O termo exato

Luiz A. G. Cancello

É incrível como nem sempre pensamos nos termos certos para coisas corriqueiras. Explico o porquê de meu espanto. Há uns dois meses tive um desconforto abdominal. Deixei quieto, esperando passar, mas não passou. Marquei um médico, um gastroenterologista, o que já é uma palavra incrível, mas não é dela que pretendo falar. Entrei no consultório, depois de ouvir as inevitáveis conversas sobre doenças na sala de espera. Sempre levo um livro, tento me concentrar na leitura, mas é impossível desligar-se de uma senhora comentando aspectos de sua flatulência.
Pois bem. O doutor, um moço bem simpático e bem apessoado, estava ali para ouvir pela milésima vez uma história de dores e enjoos. Quando acabei as queixas iniciais perguntou-me:
— Você evacua normalmente?
O que será que isso quer dizer? Respondi que sim, creio que o faço como todo mundo, embora nunca tenha conversado sobre meu jeito de evacuar com parentes e amigos.
— E como é o aspecto das fezes?
Eu ia responder: “Variado”, mais uma vez como qualquer mortal relativamente saudável, segundo o senso comum. Confesso que pensei em digitar “merda” no arquivo de imagens do Google, para me certificar da correção do que estava dizendo. Ocorreu-me ainda fazer uma brincadeira, dizer “Eu pinto legal a porcelana”, ou “O moreno escorrega sem problemas”, mas não seria adequado. Percebendo minha hesitação, o doutor forneceu a expressão precisa:
— Fezes cilíndricas?
Fezes cilíndricas! Que maravilha! Como pude viver mais de 60 anos sem me dar conta disso, que cagamos cilindricamente, ao menos nos melhores dias? Nenhum outro sólido geométrico, esfera, ovóide, dodecaedro, poderia dar idéia tão exata. O médico estranhou minha admiração, claramente desenhada no rosto. Franziu a testa e perguntou, preocupado, antes que eu dissesse qualquer coisa:
— Não são cilíndricas?
— São cilíndricas.
Tive vontade de me estender, considerando que são irregularmente cilíndricas, pois tais figuras, em sua perfeição, acontecem apenas no mundo abstrato da matemática, quis também dizer que a imagem era perfeita, jamais esqueceria esta conversa, escreveria mesmo sobre ela, mas calei-me. Por mim a consulta estaria terminada, iria eu para casa com o gosto de ter feito uma descoberta surpreendente. As coisas, porém, nem sempre acabam no tempo certo. Suportei o resto da anamnese, a apalpação do abdômen, o pedido de exames laboratoriais e as recomendações alimentares. Ainda tive de ouvir:
— Traga-me estes resultados assim que possível. Mas acho que seu desconforto é emocional. O senhor tem se sentido estressado?
— Creio que não.
Era verdade. Naquele momento toda a tensão estava apaziguada. Encantado pela relação entre a geometria e o cocô, nem me lembrava dos males da barriga. Despedi-me calorosamente do doutor, que estranhou tanto entusiasmo. Não pretendia fazer os exames. Fezes cilíndricas! A harmonia entre o corpo e a linguagem repousava nessas duas palavras. Fantástico. Senti-me curado.

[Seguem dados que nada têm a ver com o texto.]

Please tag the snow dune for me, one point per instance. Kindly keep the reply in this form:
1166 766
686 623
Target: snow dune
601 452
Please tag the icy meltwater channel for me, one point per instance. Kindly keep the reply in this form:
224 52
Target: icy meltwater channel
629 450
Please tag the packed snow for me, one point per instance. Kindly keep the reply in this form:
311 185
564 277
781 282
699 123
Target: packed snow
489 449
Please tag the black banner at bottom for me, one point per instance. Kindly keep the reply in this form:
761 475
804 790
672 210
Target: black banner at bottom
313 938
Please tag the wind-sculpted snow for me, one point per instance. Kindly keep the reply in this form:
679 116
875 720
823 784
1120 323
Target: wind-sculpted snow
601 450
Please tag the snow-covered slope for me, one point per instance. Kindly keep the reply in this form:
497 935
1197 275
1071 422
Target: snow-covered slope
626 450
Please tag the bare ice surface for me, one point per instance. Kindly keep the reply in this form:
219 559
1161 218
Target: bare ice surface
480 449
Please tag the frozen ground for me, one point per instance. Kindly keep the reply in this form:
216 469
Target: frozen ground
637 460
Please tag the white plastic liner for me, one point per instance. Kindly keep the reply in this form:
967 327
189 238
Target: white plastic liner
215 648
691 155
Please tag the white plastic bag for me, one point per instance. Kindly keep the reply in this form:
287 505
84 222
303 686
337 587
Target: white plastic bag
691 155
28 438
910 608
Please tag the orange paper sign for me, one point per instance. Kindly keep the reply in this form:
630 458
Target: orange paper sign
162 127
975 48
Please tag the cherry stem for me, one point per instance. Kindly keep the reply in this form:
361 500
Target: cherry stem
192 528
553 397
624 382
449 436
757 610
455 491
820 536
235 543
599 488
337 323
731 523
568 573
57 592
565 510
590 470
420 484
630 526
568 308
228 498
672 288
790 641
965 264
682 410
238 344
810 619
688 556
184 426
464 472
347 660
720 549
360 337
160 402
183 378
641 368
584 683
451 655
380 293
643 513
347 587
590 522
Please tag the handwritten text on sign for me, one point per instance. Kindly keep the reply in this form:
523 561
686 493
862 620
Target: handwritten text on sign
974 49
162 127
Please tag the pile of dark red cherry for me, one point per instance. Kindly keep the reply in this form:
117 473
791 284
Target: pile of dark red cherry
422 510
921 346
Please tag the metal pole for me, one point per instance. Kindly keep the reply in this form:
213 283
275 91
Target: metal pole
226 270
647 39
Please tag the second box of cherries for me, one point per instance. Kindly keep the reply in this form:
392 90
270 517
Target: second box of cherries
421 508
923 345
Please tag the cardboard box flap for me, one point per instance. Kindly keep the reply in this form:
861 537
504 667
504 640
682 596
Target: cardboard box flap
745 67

Liguei para um amigo, professor de Matemática, para jantarmos. Estava ansioso para contar o caso.
— Você devia fazer o que o médico manda. Posso dizer que faço xixi parabolicamente, mas isso não vai me curar de uma infecção urinária. É só uma metáfora.
Ele estava enganado. Foi real, muito real. Estendi a mão e enchi a boca com um pedaço de pizza que estava na geladeira, para ganhar tempo e justificar o silêncio. Depois de mastigar mudaria de assunto. A muçarela e a calabresa desceram suavemente pelo esôfago e aninharam-se no estômago, como um bebê nos braços da mãe.